Abrindo um parênteses aqui, experimentei esse Burger mas ainda considero relativamente longe de um Burger convencional e todos os sentidos, porém falemos hoje de boas notícias.

A empresa totalmente vegana que produz o inovador Futuro Burguer anunciou a criação de um fundo de R$ 100 mil para ajudar os estudantes de universidades públicas que elaboram pesquisas para combater a pandemia.

Inicialmente, a verba seria investida em publicidade. Contudo, a empresa afirmou em um comunicado que “não existe futuro sem pesquisa e ciência” por isso, resolveu distribuir o valor a estudantes matriculados em programas de doutorado de universidades públicas que tenham a relação com ações contra a COVID-19.

Para quem quiser ficar em casa e aproveitar o tempo para incorporar conhecimento a Sociedade Vegetariana disponibiliza materiais gratuitos online na quarentena como forma de adicionar novos sabores e também de fazer com que as pessoas reavaliem seus conceitos durante o período de isolamento social, a Sociedade Vegetariana Brasileira disponibilizou diversas publicações sobre alimentação sem carne de forma totalmente gratuita.
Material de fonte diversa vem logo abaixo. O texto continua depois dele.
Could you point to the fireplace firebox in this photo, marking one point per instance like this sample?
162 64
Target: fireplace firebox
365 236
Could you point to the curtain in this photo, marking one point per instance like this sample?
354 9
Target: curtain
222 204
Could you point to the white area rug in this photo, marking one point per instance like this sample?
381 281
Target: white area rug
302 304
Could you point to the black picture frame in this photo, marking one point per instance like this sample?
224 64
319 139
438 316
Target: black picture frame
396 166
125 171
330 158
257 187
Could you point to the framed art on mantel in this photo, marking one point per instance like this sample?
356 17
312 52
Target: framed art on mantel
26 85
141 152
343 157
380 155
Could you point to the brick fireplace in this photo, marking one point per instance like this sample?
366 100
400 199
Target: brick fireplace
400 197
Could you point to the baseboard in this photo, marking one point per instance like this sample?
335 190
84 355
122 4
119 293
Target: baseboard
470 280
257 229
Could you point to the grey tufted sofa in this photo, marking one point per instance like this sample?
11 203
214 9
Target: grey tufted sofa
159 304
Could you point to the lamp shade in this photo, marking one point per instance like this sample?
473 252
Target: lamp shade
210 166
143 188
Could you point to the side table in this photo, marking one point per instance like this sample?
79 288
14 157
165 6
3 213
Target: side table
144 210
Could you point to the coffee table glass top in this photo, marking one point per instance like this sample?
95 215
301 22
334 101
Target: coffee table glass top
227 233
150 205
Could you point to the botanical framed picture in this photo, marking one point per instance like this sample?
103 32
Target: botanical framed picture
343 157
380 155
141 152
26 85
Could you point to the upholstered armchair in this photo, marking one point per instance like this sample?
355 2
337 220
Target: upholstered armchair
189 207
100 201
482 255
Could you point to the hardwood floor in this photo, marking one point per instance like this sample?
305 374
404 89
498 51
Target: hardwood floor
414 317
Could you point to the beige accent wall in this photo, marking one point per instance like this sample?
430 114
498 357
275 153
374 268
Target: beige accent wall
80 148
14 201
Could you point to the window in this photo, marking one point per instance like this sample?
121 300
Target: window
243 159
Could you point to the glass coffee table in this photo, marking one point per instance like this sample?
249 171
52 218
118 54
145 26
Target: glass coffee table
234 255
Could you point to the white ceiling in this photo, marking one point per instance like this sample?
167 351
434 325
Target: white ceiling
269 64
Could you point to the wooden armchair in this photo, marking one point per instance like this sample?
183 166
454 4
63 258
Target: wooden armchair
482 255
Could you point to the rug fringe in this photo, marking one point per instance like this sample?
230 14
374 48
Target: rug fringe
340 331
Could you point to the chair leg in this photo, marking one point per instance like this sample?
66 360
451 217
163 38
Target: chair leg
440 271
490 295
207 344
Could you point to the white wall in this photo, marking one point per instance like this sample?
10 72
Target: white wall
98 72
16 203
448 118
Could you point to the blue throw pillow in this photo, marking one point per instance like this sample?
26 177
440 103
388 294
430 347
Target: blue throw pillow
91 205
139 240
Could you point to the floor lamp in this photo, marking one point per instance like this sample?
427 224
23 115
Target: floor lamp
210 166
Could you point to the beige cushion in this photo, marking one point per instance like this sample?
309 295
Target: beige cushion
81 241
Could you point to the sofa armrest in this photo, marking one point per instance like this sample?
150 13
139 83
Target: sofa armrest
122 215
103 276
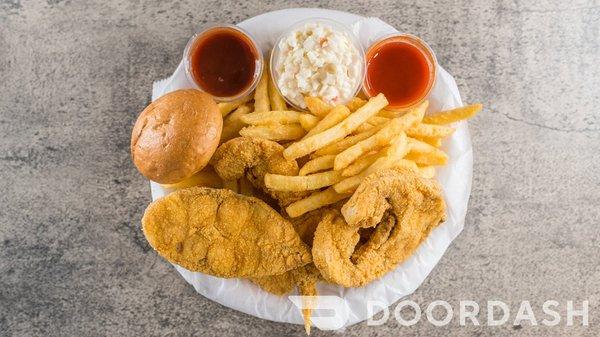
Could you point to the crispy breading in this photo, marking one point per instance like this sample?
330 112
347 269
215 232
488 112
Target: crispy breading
401 206
276 284
222 233
255 157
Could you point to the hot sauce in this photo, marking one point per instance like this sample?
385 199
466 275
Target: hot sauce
402 69
223 62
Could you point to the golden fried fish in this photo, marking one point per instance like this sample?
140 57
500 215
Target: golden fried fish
222 233
255 157
401 206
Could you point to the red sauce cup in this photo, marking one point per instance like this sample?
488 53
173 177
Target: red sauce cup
223 61
403 68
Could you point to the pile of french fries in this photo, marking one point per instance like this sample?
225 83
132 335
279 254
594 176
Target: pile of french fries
340 145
Entre os materiais, é possível encontrar acessar o Guia alimentar de dietas vegetarianas para adultos, Tudo que você precisa saber sobre nutrição vegetariana, guia para bebês e crianças e o e-book Comendo o planeta – Impactos ambientais da criação e consumo de animais. Acesse: www.svb.org.br

Fundada em 2003, a Sociedade Vegetariana Brasileira (SVB) é uma organização sem fins lucrativos que promove a alimentação vegetariana como uma escolha ética, saudável, sustentável e socialmente justa. Por meio de campanhas, programas, convênios, eventos, pesquisa e ativismo, a SVB realiza conscientização sobre os benefícios do vegetarianismo e trabalha para aumentar o acesso da população a produtos e serviços vegetarianos. Em 2018, por exemplo, foram servidas 67 milhões de refeições vegetarianas apenas como resultado de um dos programas da organização. A SVB também foi reconhecida pela Animal Charity Evaluators como uma das ONGs mais eficazes do mundo.

Outra boa notícia vem da Ecomodas que criou máscaras com criatividade e sustentabilidade. A EcoModas é um negócio de impacto focado na preservação do planeta. Além de produzir moda sustentável a partir da reciclagem e reaproveitamento de materiais, a EcoModas de Nova Friburgo também desenvolve projetos ambientais, inclusive sendo contemplada com premiações de relevância nacional.

Neste momento de caos na saúde em todo o planeta referente ao Corona Vírus, que levou toda a população mundial a se prevenir através da utilização de máscaras descartáveis, a equipe da EcoModas se atentou as questões de sustentabilidade pertinentes ao descarte das referidas máscaras que, na sua grande maioria, são produzidas a partir de materiais provenientes do petróleo e que leva centenas de anos para se decompor no meio ambiente e, em alguns casos, transformam-se em micro plásticos afetando diretamente a vida marinha. Tais máscaras são descartadas logo após o primeiro uso, vale lembrar.    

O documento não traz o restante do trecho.